Another important aspect of the Genesis account is the doctrine of the imago dei. In the Ancient Near East, humans were not held in the highest esteem, but this is where the Genesis account parts ways with its immediate context. The Genesis account, among other things, “provides for human dignity and the sanctity of human life.” When it comes to marriage, we must always find value in our spouse, and they must also never forget whose image their spouse is made in.
Though I strive to be objective, my experience colors my reading of Genesis 1-3. I grew up in a fairly egalitarian home which gave complementarianism lip-service at times. This may be why I tip my hat toward more egalitarian interpretations of the creation account, even though I am not so sure anymore that this text can really help us (in a decisive way) on the debate about women in leadership. When it comes to human identity and marriage, however, there is a lot more clarity.
Here in Genesis we find that the human identity is rooted in gratitude toward and adoration of God. Our natural human response to God is one of gratitude and trust, and out of this trust is birthed glad submission. But something went awry and the original humans went against their nature, their ingratitude setting loose uncreation into God’s good creation and into the originally-good human heart. In Eden, Adam and Eve denied their true humanity. When Jesus calls us to crucify ourselves, it is not a call to self-hatred. Rather he beckons us to return to our true humanity, the process of denying the uncreation which latches itself onto us. This is true of married and single Christians alike, but marriage will many times bring to the surface issues that were dormant. In marriage, both husband and wife process their story before God, and together are called to Christ-formation, which is a return to their humanity.
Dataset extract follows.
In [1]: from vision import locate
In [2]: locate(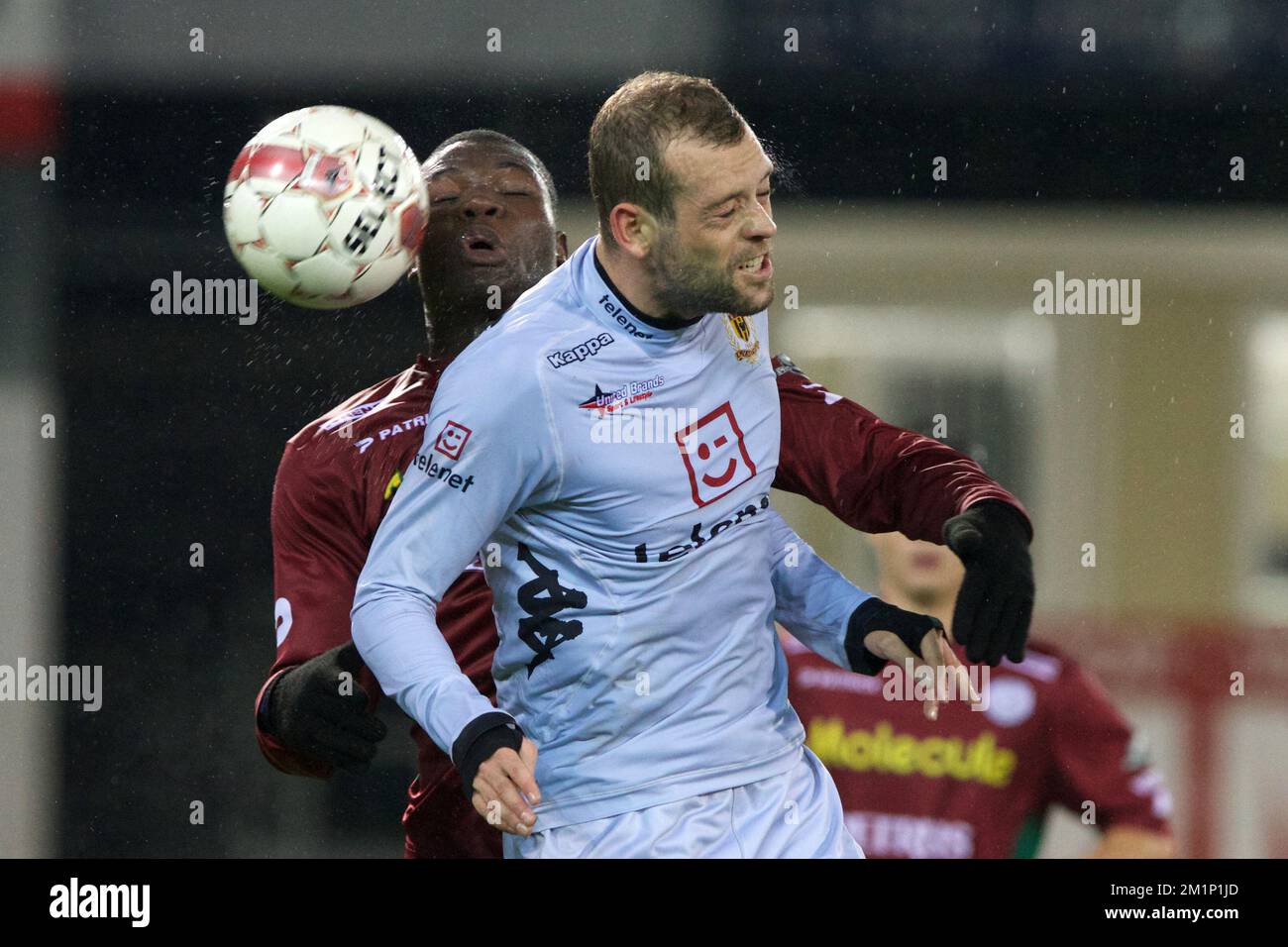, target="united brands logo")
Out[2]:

Cruciformity and Vigilance
Practically speaking, what does this mean?
Christian wives and husbands are collectively (and individually) called to put to death parts of themselves that stand in the way of God’s glory and our human flourishing (as well as our own joy, dignity, and purpose). The original husband and wife failed to do so, and darkness and chaos plagued that marriage along with the whole cosmos. Genesis 1-2 is a call for Christian couples to remain ever-vigilant for ways in which our sacred marriages may be under attack.
Sometimes this might mean seeking help for addictions, seeking counseling or professional help for behavioral issues and/or past trauma, or even having to put an end to certain relationships.
Failure to crucify our flesh and failure to remain vigilant in our marriages will ultimately result in marriages that bring about more death than life. Christians are called to mirror the Edenic vision that God lays out for us in the creation accounts. This means putting God’s purposes before our very own, as well as remaining in a posture of active readiness for subtle attacks on our sacred union.
 John Goldingay refers to Adam and Eve as the Garden’s servants; see John Goldingay, Genesis (Grand Rapids: Baker, 2020), 49-67. “Humanity’s relationship to the ground is one of service…” Goldingay, Genesis, 56.
 John Walton, Genesis (Grand Rapids: Zondervan, 2001), 134.